Yeah, neither had I until my first day at AOC.
At In de Wulf, we had the occasional radio, a small amount of kitchen banter, though most of the time there was just work to do.
But here, there’s pretty much nothing. Why? Well, most of the prep you do here requires your full, undivided attention otherwise you’re just wasting their time, and your time. The smallest, most inane tasks have a very specific way being done, from picking herbs to the specific size (and by specific, we mean something around three leaflets on the dill for garnish), to punching out little circles from each leaf of parsley, to cutting sharp as a razor, 90 degree edges on the squid. In previous kitchens that I’ve worked in, you had a small range of doneness when you fry things on their shade of color.
Every piece has to be a certain color. A certain doneness. There’s not a range, there’s not a zone, they don’t care if you stand and stare at the product till it’s done. Multitasking is possible, but what they really want is the most consistent product humanly possible.
Chefs Emborg and Munk have very finite specifications (and the stencils and molds to prove it) to everything. Blanching, which is even the most basic of basic tasks now has a certain weight of water and salt ratio to specific vegetables. It has to be done one. single. way.
At times it feels like I’m working the pastry station.
Oh wait. I am. (or well I was, I moved to the hot line today)
But even so, the innate movements, feelings, touches, smells of cooking savory food that I’ve done time and time again have never felt so calculated and rigid. I’ve never been one to punch out circles or use stencils or little molds. Here, most of the time my brain second-guesses itself as I’m doing something that I’ve done thousands of times. My muscles pause at things that they’ve repetitively done for years. But the demand is high, and they aren’t afraid to let you know what they want.
It’s probably the hardest kitchen I’ve ever been in, with the level of food that goes out.
But the food is amazing. The mixture of pure flavor, extreme attention to texture, and an interesting (and very apparent attention to) aesthetic, from my viewpoint, probably makes for a worthwhile dining experience for the guests.
Cooking like this is a new feeling, and its one that not only makes me appreciate consistent food that’s reaching for a certain point of excellence in every plate, but also the food that AOC isn’t. The food that’s poked and gauged by an experienced (or I guess sometimes not so experienced) cook, plated with certain individual artistic expression, and almost always changes depending on who’s cooking, slicing, and tasting your food. But in the end, that may be what separates the good from the legends. The ability to ingrain it in your head the deepest specific details of every plate. I know that here, every piece of every plate has had multiple sets of eyes inspect it in every stage of its preparation.
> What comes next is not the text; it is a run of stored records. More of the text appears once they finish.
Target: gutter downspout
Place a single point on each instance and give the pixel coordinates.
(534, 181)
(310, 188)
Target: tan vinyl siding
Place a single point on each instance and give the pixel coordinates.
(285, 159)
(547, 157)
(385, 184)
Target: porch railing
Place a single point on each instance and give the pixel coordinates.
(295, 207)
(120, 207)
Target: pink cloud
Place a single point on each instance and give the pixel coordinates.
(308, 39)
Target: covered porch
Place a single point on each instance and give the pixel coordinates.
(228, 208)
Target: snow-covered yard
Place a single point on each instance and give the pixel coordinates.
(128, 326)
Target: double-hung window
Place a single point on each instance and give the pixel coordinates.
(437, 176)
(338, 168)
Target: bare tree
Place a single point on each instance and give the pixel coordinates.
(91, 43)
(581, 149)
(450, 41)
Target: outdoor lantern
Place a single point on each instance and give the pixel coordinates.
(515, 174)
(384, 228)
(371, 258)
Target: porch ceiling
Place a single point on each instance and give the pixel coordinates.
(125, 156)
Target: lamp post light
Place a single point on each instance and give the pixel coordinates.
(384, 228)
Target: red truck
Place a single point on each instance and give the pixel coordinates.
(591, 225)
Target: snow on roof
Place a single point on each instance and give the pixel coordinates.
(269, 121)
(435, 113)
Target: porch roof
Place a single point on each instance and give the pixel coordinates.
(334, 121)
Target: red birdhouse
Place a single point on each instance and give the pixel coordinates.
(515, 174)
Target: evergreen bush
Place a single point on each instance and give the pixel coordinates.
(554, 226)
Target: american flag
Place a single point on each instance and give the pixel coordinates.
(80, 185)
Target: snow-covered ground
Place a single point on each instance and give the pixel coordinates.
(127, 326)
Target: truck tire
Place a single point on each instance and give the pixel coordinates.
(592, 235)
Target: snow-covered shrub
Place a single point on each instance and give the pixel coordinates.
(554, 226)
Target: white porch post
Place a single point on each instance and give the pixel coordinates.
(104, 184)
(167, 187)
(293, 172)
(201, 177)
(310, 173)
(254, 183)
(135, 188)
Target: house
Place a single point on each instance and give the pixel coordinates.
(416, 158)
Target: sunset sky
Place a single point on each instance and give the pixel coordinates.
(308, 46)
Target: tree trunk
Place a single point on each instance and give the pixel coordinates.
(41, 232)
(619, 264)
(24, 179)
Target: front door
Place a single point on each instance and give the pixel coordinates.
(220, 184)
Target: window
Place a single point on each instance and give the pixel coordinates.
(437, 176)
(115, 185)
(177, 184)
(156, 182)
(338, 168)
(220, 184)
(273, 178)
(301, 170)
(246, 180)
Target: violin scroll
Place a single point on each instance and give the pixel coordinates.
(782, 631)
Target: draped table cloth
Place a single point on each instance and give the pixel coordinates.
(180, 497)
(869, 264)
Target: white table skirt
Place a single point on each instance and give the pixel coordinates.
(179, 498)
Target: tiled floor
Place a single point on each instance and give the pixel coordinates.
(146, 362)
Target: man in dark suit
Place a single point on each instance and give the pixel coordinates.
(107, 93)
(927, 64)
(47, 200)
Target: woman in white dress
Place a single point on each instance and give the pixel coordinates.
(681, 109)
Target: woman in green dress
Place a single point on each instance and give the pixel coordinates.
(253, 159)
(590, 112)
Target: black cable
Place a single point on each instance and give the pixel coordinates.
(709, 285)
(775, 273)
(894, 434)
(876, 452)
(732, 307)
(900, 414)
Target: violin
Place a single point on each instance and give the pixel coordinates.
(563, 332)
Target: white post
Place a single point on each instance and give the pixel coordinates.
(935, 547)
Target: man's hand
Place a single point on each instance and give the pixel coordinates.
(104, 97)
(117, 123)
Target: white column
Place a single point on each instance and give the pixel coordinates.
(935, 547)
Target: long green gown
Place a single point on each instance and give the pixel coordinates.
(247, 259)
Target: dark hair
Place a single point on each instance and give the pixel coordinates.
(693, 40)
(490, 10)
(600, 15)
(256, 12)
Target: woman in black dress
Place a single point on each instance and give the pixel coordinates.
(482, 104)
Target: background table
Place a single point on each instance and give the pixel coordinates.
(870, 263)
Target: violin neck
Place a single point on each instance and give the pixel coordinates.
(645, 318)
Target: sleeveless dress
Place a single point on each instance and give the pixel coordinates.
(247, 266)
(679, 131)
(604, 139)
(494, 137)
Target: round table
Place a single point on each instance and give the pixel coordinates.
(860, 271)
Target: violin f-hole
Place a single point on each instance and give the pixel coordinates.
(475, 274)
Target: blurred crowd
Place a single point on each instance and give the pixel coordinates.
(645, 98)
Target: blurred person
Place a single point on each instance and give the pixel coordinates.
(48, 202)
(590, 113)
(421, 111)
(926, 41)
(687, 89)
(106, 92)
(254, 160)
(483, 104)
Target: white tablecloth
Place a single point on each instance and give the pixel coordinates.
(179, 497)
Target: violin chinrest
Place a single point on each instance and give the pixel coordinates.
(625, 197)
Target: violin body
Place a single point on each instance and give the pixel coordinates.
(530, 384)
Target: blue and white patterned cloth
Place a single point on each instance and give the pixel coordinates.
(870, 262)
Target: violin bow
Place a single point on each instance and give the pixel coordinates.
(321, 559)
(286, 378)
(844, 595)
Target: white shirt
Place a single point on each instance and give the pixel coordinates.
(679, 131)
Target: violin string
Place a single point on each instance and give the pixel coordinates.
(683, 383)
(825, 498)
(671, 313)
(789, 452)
Its here that the chef is behind every single plate. It’s a mentally exhausting way to work, and a style that doesn’t really fit my own.
So why am I here?
AOC and probably Geranium are two types of kitchens I’ll probably never have the skill to move up and run. But their level of finiteness and my (hopefully) ability to keep up and thrive gives me a better idea of how far I want to take this little thing called cooking. What is it that makes their food so good, and how much should that line of OCD-ness do you want to push it to make your food shine with both technique and personality?
Who knows. Maybe I’ll end up being the cook that has to buy a whole bunch of ring cutters and rulers.